The maintenance of capacity discipline is enabling container lines to enforce most of the rate hikes introduced since March, claims one leading Asia-based analyst.
However, the implementation of peak-season surcharges has not been successful and the delivery outlook for 2013 is casting a long shadow on rates.
Janet Lewis, head of industrial and transportation research in Asia at Macquarie Capital Securities, said the liner industry had “responded with remarkable sense” to declines in volumes on Asia-Europe lanes by reducing capacity and idling more vessels in recent weeks.
This has stopped spot rates on Asia-Europe and trans-Pacific routes from falling more than 10 percent from recent peaks, and has been offset on liner balance sheets by the 20 percent correction in bunker fuel prices. Weak volumes and new vessel deliveries however will limit lines’ success in collecting peak-season surcharges on the Asia-Europe and trans-Pacific trades at the start of August.

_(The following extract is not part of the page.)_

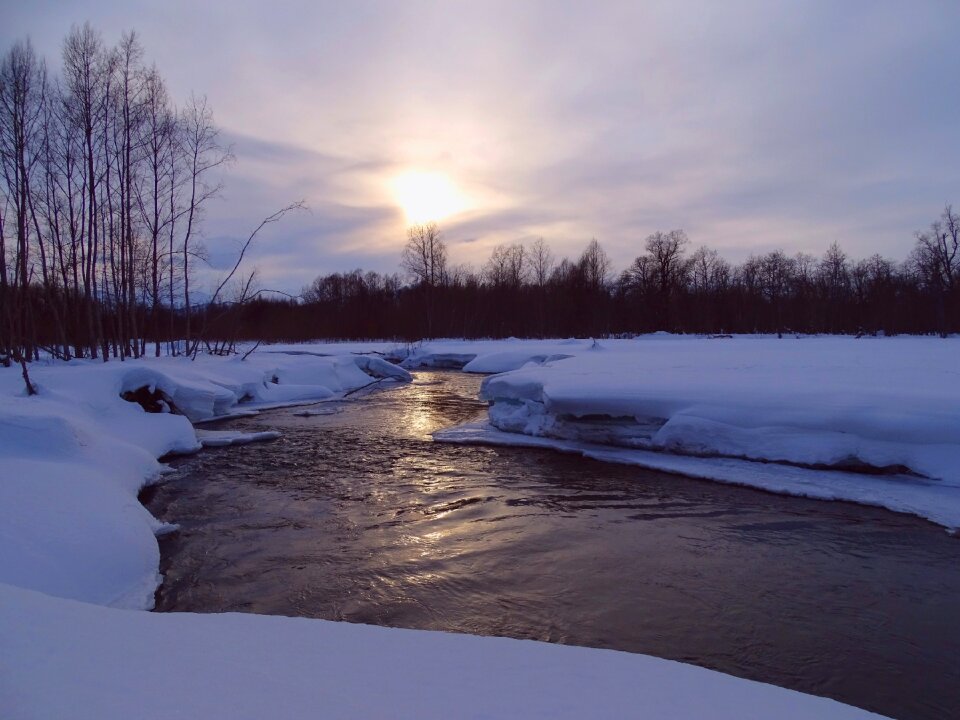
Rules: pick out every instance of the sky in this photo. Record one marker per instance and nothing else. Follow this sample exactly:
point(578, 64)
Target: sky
point(751, 125)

Newbuildings with capacity totaling 582,000 TEUs are still due to be delivered in 2012, the equivalent of about 3.6 percent of the global fleet, of which 194,000 TEUs are ULCSs and another 152,000 TEUs are in the 8,000 to 10,000 TEU capacity range.
“We are not hopeful of much of this peak season surcharge sticking,” Lewis said. “Rather, the risk is on the downside due to ongoing deliveries.”

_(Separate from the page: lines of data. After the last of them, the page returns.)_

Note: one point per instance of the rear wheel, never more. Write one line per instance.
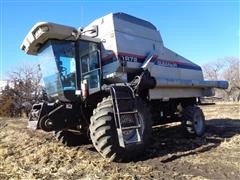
(193, 121)
(104, 136)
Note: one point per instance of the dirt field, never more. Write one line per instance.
(26, 154)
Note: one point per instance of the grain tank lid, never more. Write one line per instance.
(134, 20)
(42, 32)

“Being optimists, we currently project that rates hold through Q3 before coming under renewed pressure in Q4,” she said.
Further pressure could be applied on rates in 2013 when more than 1.6 million TEUs of new capacity are due to be delivered, of which more than 1 million constitute vessels in the ULCS and 8,000 to 10,000 TEU capacity classes. These additions would see the global fleet increase by approximately 15 percent between now and next July.
“This could create sufficient excess capacity to push rates lower again without meaningful capacity management by the global operators,” Lewis said.